Michael Beeson (Aug 02 2023 at 03:31):

Once I have used let X:= something
and then I have a goal involving X, how do I get X replaced by the original something?

Scott Morrison (Aug 02 2023 at 03:32):

dsimp [X]

Michael Beeson (Aug 02 2023 at 03:35):

Yes, that worked! TYVM!

Michael Beeson (Aug 02 2023 at 03:35):

Was there a way other than Zulip for me to have learned that? Not mentioned in the manual where "let" is briefly discussed.

Niels Voss (Aug 02 2023 at 05:07):

There was a thread on this somewhat recently: https://leanprover.zulipchat.com/#narrow/stream/113488-general/topic/How.20to.20unwrap.20a.20let.20expression
There isn't really a good way to have found this information, but dsimp is not the only way to unfold the let expression

Niels Voss (Aug 02 2023 at 05:10):

The main difference between let and have is that when you do let X := something now X is definitionally equal to something so you can prove X = something with only rfl

Niels Voss (Aug 02 2023 at 05:13):

Sometimes you don't even need to unfold X, since if the goal is something = 37 then Lean will accept instead a proof that X = 37 (in practice unfolding X often makes things simpler). I do wish this was documented somewhere though.

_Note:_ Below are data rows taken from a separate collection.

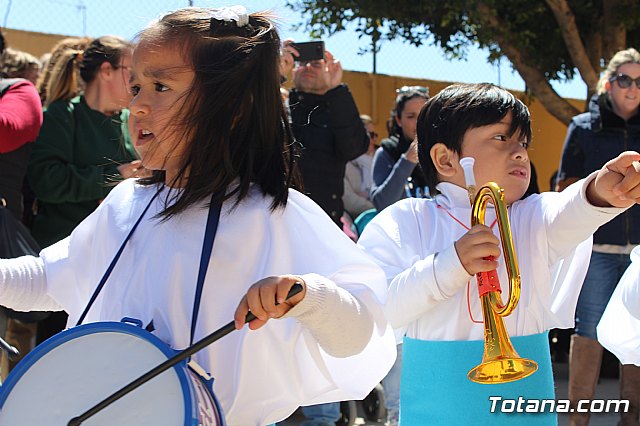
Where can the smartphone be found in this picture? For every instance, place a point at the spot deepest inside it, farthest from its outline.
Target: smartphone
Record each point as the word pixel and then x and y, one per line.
pixel 309 51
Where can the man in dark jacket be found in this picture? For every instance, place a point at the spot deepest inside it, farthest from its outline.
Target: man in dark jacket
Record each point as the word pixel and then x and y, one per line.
pixel 327 124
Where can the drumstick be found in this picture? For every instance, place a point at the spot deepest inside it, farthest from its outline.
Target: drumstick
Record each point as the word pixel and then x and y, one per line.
pixel 180 356
pixel 11 351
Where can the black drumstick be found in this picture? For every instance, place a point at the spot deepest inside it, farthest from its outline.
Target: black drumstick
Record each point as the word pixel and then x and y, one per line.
pixel 221 332
pixel 11 351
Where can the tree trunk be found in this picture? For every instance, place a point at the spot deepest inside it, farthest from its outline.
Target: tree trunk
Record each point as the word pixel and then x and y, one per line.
pixel 613 29
pixel 567 23
pixel 535 80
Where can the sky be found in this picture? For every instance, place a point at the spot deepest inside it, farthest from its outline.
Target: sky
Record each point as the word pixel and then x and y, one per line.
pixel 127 17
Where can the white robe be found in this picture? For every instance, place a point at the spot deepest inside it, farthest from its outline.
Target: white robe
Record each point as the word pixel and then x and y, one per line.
pixel 260 376
pixel 552 239
pixel 619 327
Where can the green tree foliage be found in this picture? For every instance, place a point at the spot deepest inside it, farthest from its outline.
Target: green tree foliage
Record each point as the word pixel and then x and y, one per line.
pixel 551 40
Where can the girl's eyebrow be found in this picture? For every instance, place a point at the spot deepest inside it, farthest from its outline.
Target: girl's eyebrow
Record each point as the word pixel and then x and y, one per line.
pixel 160 73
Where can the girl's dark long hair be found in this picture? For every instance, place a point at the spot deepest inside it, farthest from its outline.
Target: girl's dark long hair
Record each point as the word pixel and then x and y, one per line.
pixel 233 118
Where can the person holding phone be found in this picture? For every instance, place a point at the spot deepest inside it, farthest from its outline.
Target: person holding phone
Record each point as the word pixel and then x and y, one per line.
pixel 326 122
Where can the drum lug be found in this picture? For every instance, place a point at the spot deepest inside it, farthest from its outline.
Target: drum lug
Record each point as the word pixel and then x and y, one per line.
pixel 132 321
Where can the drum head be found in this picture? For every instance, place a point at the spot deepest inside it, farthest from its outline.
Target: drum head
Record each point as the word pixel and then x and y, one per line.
pixel 78 368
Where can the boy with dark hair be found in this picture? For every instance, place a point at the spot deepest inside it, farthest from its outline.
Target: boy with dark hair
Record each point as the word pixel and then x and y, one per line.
pixel 431 255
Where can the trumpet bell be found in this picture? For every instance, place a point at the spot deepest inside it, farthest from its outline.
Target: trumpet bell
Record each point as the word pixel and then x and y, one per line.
pixel 502 370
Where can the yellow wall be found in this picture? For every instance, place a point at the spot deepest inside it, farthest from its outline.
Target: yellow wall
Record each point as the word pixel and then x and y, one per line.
pixel 375 96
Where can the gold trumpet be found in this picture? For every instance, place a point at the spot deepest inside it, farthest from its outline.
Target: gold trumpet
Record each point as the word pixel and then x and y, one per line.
pixel 500 362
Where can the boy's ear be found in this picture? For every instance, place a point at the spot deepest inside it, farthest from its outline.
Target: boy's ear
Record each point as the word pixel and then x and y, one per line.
pixel 106 70
pixel 444 159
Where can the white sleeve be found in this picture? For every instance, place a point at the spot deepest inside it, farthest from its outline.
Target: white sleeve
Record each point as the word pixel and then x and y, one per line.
pixel 23 285
pixel 571 219
pixel 325 310
pixel 419 288
pixel 417 281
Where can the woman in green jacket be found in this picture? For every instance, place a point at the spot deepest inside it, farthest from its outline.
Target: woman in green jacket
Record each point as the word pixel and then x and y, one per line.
pixel 83 147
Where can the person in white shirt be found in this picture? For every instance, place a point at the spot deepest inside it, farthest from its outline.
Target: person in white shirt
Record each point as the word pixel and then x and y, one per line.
pixel 208 121
pixel 431 255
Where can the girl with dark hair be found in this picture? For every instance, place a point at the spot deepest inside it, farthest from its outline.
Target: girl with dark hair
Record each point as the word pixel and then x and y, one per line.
pixel 396 173
pixel 207 117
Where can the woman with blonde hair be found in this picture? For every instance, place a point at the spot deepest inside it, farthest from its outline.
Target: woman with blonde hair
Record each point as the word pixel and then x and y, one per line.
pixel 83 146
pixel 57 52
pixel 611 126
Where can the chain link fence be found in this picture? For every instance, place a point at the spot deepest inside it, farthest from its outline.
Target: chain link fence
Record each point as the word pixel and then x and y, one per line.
pixel 127 17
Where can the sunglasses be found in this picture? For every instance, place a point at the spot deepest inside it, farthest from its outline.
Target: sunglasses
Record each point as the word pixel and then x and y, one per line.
pixel 624 81
pixel 410 89
pixel 318 63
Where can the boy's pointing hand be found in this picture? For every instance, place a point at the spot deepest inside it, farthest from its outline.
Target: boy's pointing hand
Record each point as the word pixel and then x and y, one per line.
pixel 617 183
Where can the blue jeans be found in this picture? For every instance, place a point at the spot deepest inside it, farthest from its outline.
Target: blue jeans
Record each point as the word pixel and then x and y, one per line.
pixel 322 414
pixel 605 270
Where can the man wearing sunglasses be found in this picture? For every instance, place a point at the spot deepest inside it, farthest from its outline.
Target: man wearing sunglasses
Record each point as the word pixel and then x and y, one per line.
pixel 611 126
pixel 326 122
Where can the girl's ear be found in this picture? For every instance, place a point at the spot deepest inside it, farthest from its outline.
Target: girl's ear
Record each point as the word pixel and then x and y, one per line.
pixel 444 160
pixel 395 117
pixel 106 70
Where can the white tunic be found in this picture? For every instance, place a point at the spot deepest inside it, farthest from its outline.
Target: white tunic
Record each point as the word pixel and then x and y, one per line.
pixel 619 327
pixel 260 376
pixel 413 242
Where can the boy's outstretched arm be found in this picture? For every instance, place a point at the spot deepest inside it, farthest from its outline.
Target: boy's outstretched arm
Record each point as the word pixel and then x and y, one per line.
pixel 617 184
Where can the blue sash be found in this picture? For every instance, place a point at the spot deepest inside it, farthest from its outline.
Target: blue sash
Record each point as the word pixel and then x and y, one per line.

Sophie Morel (Aug 02 2023 at 09:23):

You can also use set, as in set X := something with hX, then you will have a hypothesis hX in your context that says X = something and you can feed it to rw. In most cases simp and its friends will do the job, but this is still a useful trick sometimes.

Sophie Morel (Aug 02 2023 at 09:24):

Oops, this was already mentioned by Kevin in the linked thread. My bad.

Kyle Miller (Aug 02 2023 at 09:47):

If #5717 gets merged, then you'll be able to do unfold_let X (docstring in PR)

This is like dsimp but it unfolds X without touching anything else. dsimp can do other reductions too.